The device according to claim 3, characterized in that said window of output particle beam is comprising at least a cell of filtering and collimation of particle beam, said cell comprising in turn at least one set of multi-layered metal films, comprising collimation layer of thick film and/or foil containing micro-holes.
The device according to claim 3, characterized in that said heat conducting surface comprising at least a cell of thermal inertia which in turn comprises at least one set of multi-layered metal-ceramic structure.
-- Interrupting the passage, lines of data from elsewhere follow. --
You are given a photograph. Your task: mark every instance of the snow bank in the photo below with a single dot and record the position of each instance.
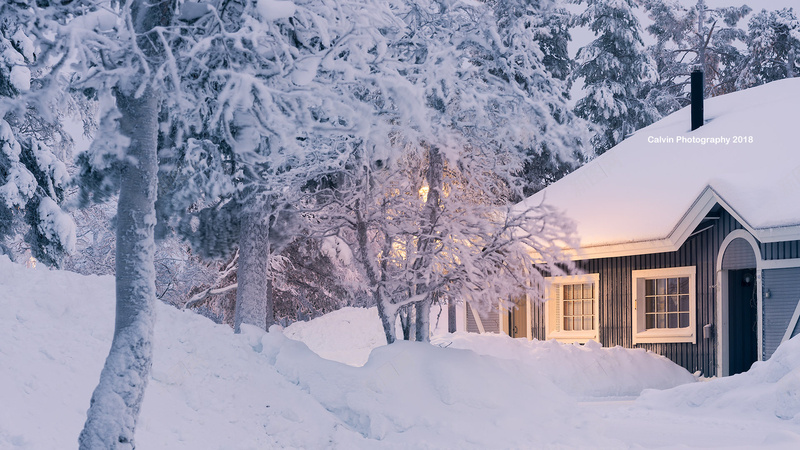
(211, 389)
(350, 334)
(770, 388)
(581, 370)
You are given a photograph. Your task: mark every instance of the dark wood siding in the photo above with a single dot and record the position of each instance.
(489, 320)
(616, 298)
(780, 250)
(784, 293)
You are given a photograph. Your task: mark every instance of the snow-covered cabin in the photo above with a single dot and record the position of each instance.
(690, 240)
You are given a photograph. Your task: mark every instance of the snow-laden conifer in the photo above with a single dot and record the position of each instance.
(616, 72)
(773, 45)
(689, 37)
(33, 144)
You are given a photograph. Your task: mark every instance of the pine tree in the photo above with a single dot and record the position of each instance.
(535, 59)
(262, 131)
(33, 145)
(132, 97)
(616, 72)
(773, 44)
(691, 37)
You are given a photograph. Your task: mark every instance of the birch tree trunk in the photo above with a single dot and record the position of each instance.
(386, 312)
(254, 293)
(427, 241)
(114, 408)
(111, 419)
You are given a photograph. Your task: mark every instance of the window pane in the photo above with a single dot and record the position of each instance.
(672, 286)
(672, 320)
(683, 285)
(672, 303)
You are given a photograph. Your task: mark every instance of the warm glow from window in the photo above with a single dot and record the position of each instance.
(423, 193)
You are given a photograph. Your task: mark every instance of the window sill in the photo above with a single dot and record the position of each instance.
(568, 337)
(678, 335)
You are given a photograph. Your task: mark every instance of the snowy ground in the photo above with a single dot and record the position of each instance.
(211, 389)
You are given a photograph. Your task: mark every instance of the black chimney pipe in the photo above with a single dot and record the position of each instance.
(697, 99)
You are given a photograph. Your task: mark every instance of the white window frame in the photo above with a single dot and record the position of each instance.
(641, 335)
(554, 307)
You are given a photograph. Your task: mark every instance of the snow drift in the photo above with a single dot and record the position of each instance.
(212, 389)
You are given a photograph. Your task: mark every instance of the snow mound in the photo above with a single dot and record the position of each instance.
(770, 388)
(350, 334)
(347, 335)
(211, 389)
(581, 370)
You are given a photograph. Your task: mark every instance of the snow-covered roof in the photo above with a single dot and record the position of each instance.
(648, 193)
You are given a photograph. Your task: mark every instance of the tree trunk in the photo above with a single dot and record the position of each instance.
(114, 408)
(253, 295)
(405, 321)
(427, 241)
(386, 314)
(451, 316)
(423, 328)
(111, 419)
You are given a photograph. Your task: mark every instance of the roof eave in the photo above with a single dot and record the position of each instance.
(683, 231)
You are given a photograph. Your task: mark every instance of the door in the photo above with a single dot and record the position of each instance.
(742, 320)
(518, 319)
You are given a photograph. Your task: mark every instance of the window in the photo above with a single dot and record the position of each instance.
(664, 305)
(572, 307)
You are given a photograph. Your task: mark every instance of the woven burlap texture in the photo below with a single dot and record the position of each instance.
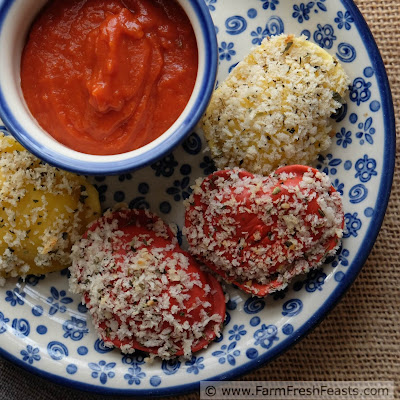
(360, 339)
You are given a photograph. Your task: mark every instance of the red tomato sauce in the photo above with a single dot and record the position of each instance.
(109, 76)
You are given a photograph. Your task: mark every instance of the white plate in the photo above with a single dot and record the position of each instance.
(45, 329)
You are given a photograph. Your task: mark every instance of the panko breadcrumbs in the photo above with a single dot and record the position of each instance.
(43, 211)
(274, 108)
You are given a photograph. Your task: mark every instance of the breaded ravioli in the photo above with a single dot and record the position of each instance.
(274, 108)
(43, 211)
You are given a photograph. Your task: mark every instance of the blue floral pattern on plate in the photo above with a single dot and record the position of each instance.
(51, 330)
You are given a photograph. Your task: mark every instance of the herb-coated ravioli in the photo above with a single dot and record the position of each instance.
(43, 211)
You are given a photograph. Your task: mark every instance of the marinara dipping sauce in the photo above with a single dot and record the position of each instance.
(109, 76)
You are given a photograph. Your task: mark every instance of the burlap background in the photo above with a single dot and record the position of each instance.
(360, 338)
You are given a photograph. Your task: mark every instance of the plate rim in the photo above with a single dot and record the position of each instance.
(327, 306)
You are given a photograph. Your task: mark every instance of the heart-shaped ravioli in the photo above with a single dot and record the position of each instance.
(259, 232)
(142, 290)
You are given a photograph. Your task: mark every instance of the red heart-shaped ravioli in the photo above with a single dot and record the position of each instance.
(259, 232)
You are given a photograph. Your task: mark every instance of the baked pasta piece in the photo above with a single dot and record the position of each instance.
(43, 211)
(274, 108)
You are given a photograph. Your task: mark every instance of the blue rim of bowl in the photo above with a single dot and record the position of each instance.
(336, 295)
(142, 160)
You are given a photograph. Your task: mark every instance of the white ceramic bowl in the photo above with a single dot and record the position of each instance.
(16, 17)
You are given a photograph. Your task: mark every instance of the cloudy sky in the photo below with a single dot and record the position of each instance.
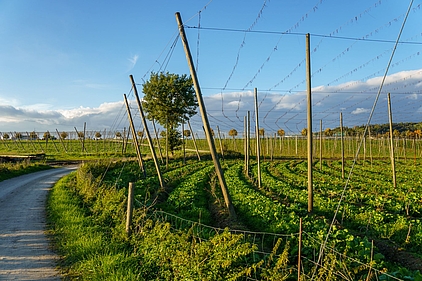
(66, 63)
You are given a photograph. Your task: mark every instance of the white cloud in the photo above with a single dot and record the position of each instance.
(227, 110)
(133, 60)
(360, 110)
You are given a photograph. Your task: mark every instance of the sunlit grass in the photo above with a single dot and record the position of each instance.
(88, 252)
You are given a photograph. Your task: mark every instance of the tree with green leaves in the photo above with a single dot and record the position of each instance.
(186, 133)
(33, 135)
(170, 100)
(46, 135)
(281, 133)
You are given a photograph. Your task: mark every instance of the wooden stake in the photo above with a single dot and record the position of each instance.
(320, 145)
(309, 110)
(135, 137)
(393, 163)
(144, 122)
(129, 209)
(221, 144)
(258, 146)
(205, 122)
(299, 250)
(194, 141)
(61, 140)
(342, 145)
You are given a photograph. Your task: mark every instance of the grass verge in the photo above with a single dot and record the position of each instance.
(87, 250)
(11, 170)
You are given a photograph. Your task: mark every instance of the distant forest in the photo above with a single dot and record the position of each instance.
(408, 130)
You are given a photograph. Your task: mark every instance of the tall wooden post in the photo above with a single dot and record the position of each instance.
(245, 129)
(248, 140)
(83, 138)
(342, 145)
(144, 122)
(158, 140)
(205, 122)
(220, 142)
(258, 145)
(393, 163)
(320, 145)
(194, 141)
(309, 109)
(129, 209)
(134, 137)
(183, 143)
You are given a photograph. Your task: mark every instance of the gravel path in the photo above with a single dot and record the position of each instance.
(24, 247)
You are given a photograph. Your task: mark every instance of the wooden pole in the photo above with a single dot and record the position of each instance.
(129, 211)
(245, 143)
(220, 142)
(157, 137)
(83, 138)
(370, 144)
(205, 122)
(299, 250)
(393, 163)
(30, 140)
(258, 146)
(144, 122)
(342, 145)
(61, 140)
(320, 145)
(194, 141)
(248, 140)
(309, 110)
(134, 137)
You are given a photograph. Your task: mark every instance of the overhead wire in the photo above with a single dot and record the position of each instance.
(364, 133)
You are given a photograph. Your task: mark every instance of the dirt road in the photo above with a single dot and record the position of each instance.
(24, 248)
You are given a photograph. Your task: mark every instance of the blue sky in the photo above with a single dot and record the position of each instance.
(63, 63)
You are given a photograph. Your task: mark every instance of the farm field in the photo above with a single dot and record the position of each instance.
(376, 234)
(271, 147)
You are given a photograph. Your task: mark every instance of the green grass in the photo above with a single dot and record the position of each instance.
(87, 249)
(11, 170)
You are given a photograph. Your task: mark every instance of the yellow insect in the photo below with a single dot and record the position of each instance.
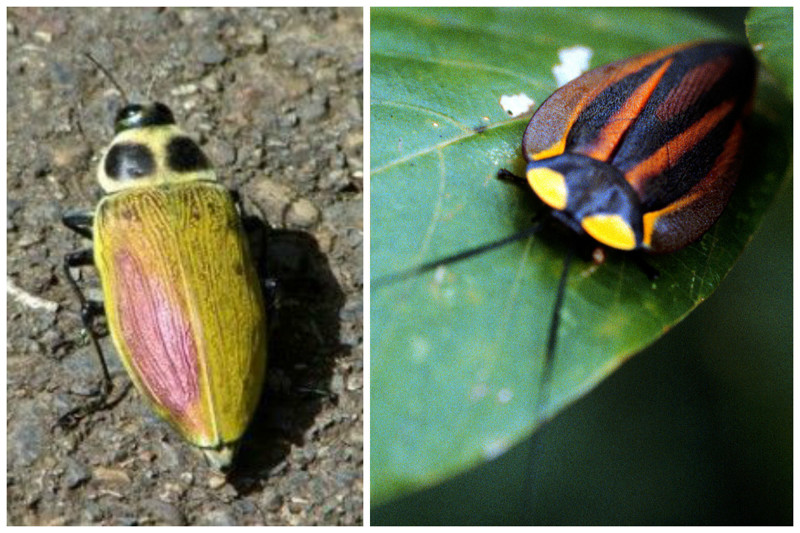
(181, 294)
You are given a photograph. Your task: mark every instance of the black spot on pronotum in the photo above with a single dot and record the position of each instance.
(126, 161)
(183, 155)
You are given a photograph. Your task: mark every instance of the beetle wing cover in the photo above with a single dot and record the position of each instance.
(669, 120)
(184, 305)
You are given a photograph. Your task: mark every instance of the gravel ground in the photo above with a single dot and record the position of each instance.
(275, 98)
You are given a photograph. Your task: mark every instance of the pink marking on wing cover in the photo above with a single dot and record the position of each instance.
(162, 347)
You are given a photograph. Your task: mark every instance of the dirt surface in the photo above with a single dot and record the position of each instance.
(274, 96)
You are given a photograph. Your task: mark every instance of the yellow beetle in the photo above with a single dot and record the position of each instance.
(181, 294)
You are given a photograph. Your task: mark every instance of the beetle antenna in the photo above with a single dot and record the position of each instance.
(108, 75)
(466, 254)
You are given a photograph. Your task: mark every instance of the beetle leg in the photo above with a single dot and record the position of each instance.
(79, 221)
(510, 177)
(89, 311)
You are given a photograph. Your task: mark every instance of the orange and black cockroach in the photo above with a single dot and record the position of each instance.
(638, 155)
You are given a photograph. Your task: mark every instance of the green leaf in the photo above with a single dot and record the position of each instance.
(457, 354)
(770, 32)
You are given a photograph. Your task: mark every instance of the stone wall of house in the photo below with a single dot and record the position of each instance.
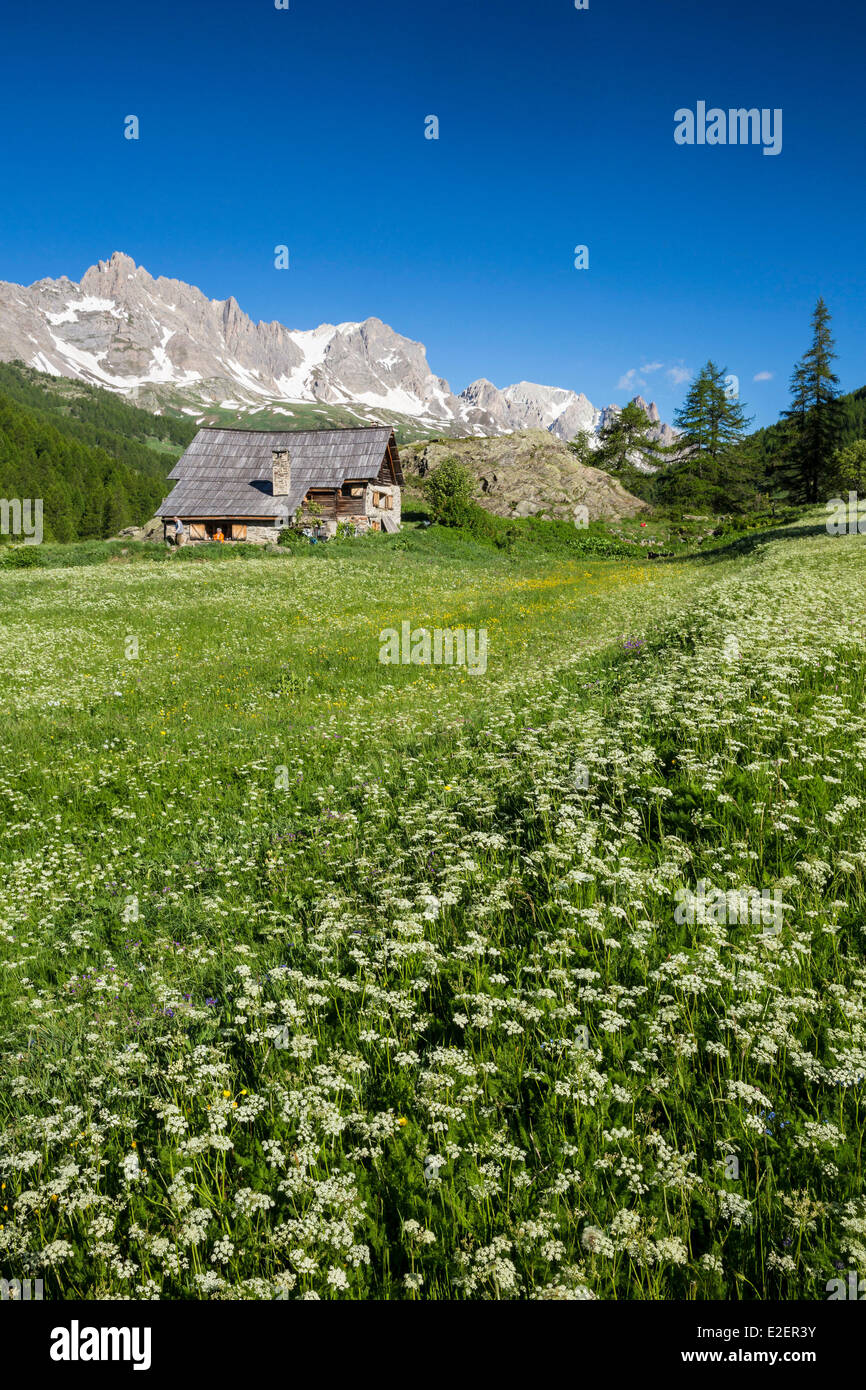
(262, 534)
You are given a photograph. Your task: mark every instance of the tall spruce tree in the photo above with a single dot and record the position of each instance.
(623, 437)
(813, 417)
(711, 420)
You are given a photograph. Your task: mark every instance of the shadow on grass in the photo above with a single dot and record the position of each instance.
(754, 544)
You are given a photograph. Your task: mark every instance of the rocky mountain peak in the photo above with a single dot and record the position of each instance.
(124, 330)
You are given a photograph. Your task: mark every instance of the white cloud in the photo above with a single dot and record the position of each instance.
(630, 380)
(679, 374)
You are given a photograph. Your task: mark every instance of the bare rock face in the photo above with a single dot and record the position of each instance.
(132, 332)
(527, 473)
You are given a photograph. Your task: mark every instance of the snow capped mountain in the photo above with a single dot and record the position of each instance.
(124, 330)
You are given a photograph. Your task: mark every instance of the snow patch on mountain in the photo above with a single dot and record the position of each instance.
(127, 330)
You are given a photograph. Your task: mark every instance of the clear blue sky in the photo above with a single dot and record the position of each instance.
(306, 127)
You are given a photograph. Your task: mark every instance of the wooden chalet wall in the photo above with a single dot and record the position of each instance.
(350, 501)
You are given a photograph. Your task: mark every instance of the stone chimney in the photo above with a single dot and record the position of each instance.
(282, 471)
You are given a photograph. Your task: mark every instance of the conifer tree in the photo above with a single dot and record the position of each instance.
(813, 416)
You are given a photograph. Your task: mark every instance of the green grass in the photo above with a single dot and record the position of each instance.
(367, 982)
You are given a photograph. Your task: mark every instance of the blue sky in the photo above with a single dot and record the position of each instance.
(262, 127)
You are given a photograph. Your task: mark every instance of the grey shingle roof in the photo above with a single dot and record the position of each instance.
(228, 473)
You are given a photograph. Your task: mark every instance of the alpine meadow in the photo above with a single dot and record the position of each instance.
(433, 684)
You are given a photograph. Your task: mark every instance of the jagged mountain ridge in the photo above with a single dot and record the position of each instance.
(121, 328)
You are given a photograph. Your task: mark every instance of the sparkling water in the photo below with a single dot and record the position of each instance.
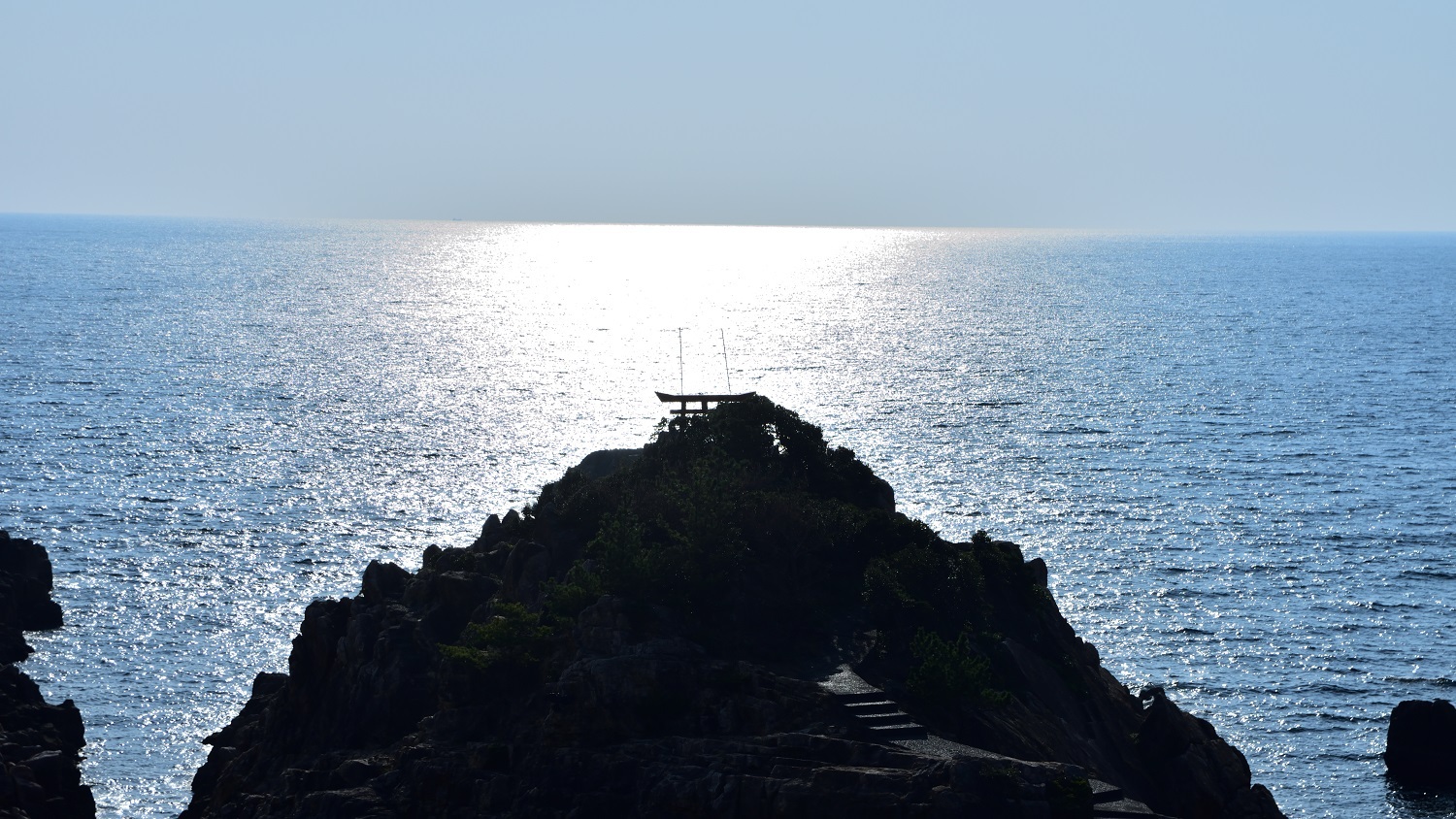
(1235, 452)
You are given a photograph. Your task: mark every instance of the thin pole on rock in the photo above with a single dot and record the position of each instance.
(727, 376)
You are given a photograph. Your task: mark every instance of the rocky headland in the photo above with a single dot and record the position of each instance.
(40, 742)
(730, 621)
(1420, 749)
The device according to claim 5, characterized in that said cell is in thermal contact with at least one cell for modulating input heat flux, where said cell in turn comprising multi-layered metal-ceramic structure comprising a set of ferroelectrics with electrocaloric effect and ferroelectric-pyroelectric thin films on a substrate of a pyroelectric.
The device according to claim 3, characterized in that said device comprises at least a cell for converting heat energy into the particle beam, where said cell having a vertically-pillar or planar or mixed internal structure
The device according to claim 7, characterized in that said cell comprises at least one cell of heat flux modulation.
The device according to claim 7, characterized in that said cell includes at least one multilayer stack of pyroelectrics, emission targets, pre-accelerator and polarizer of particles, multilayer reflectors, conductors and dielectrics.
The device according to claim 9, characterized in that said device includes at least one pyroelectric stack comprising array of single or different materials having different phase transition temperatures for broadening range of operating temperatures and having different surface shapes and with different surface coating materials.
The device according to claim 9, characterized by that said pre-accelerator and polarizer of particles comprises at least one array of stacks of pyroelectric materials and having different surface shapes and with different surface coating materials.
The device according to claim 9, characterized by that said multi-layered reflectors are in the form of surface coatings and/or dielectric substrates of structural elements.
The device according to claim 3, characterized by that said device comprises at one cell for accelerating, polarising and focusing of the particle beam in a tangential electrostatic field said cell consisting of array of pyroelectric stacks.
The device according to claim 3, characterized by that said device comprises at one cell for accelerating, polarising, focusing and deflecting of the particle beam in tangential electrostatic and magnetic fields, said cell consisting of composite array of pyroelectric stacks and magnetoelectric/multiferroic materials.
The device according to claim 3, characterized by that said device has scalable single design for different of output radiant power and operating temperatures.